How to Train the Most Deadly Pull Up Jumper in Basketball
– Think The Game Thursday –
Golfers especially talk about “grooving” their swing, and in almost every sport a player strives for that feeling of “getting in the groove,” the feeling that everything is going just right. In basketball, there is one quick, specific way to practice shooting that is very effective for putting your shot-off-the-dribble in the groove.
Stand at the free-throw line. (From “head-on” the ball comes back to you faster, you don’t have to chase it from side to side. If you have a “feeder,” stand anywhere you like, about 15 feet out.) You want to be at a distance where you can shoot well, and you want to get a lot of shots in a short period of time. Tune your concentration onto just the thing you are doing. You want to practice getting off your shot with a quicker- than-normal release, not so fast that you throw it at the basket and fail to follow through but definitely faster than you normally shoot.
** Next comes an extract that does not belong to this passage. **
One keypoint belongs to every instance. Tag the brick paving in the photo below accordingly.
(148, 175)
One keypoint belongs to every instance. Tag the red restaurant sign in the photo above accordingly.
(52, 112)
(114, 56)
Stand there and put one hard dribble at your feet, move both feet slightly (a few inches each), and be impatient to get that ball off the floor, out of your hands, and into the basket. It might seem as though this hard-dribble-not-going-anywhere is unrealistic since you will never take tiny steps like this in a game. But what it does is groove your shot off the dribble so that wherever you dribble to, no matter how many dribbles you have taken to get there or how big your steps, your last dribble, and steps begin to feel like the grooved dribble-steps that you practice all the time, that one quick move and shot that you learn to make “in your sleep.”
It might be even better to practice 462 shots a day where you drive full speed from the mid-court line to the free-throw line, stop abruptly, go straight up and shoot. But who is going to do that? Who has energy? Or the time? There are too many things to learn, pickup games to play in, ball handling drills, one-on-one moves. No one is going to shoot 462 hard moving, abrupt stopping shots per day. But you can shoot 100 quick-release groove shots a day and not be at all tired or even use up much time. When you get a hard-driving chance from midcourt to the free-throw line in a game, it won’t feel like a new experience. It will seem as though you’ve practiced it thousands of times.
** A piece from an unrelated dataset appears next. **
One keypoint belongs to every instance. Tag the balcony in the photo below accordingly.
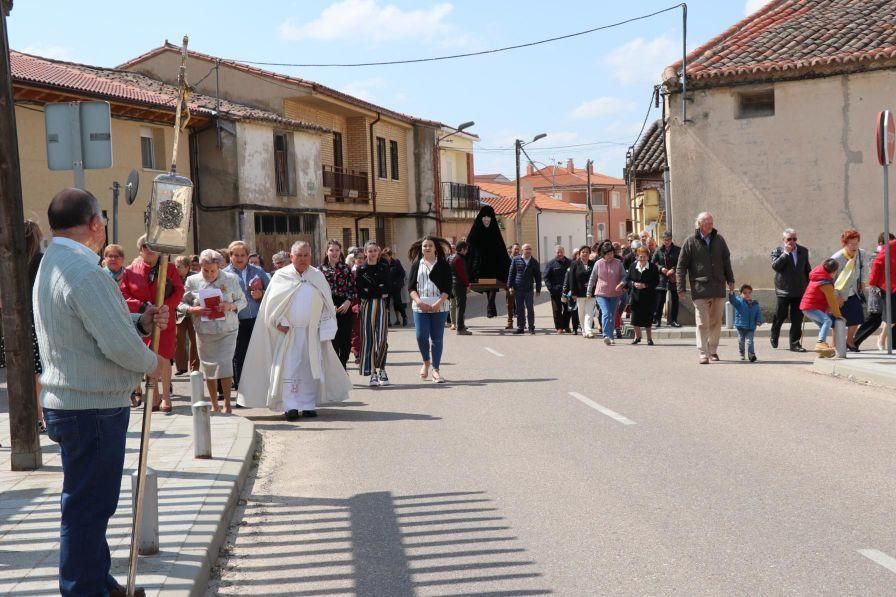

You definitely need to work on a quicker release. Most players take more time to shoot in basketball practice than they will get in a game. It is fine to practice shooting slowly, concentrating on the correct form so that you get confidence that you can shoot well. However, some of your practice must overdo it so that the shots you get in a game seem easier, not harder, than the ones you get in practice.
It is very easy to slow down a shot in a game when you have time to do that, but almost any shot sped up to get it off misses. Therefore, once you’ve practiced a quick release, there will be no such thing as speeding up your shot in a game. Either you get the groove shot that you work on all the time, or you get an easier shot, but certainly nothing faster.
One final note. If you can’t hit 8 or 9 or 10 from the free-throw line almost every time, you aren’t ready to practice quick-release-groove shots. First, you need to learn to shoot. Then, learn to shoot faster. It is difficult to imagine any basketball coach wanting a mediocre shooter to learn to get off more shots!
It is the very good shooter who needs work on the quick-release-groove shot so that his game percentage is at least comparable with his practice percentage. Being good at “H-O-R-S-E” does not assure you that you will be a good game shooter. But once the quick-releasers pop in from all over in practice, they will pop in from all over in games, too. A groove knows no distinctions!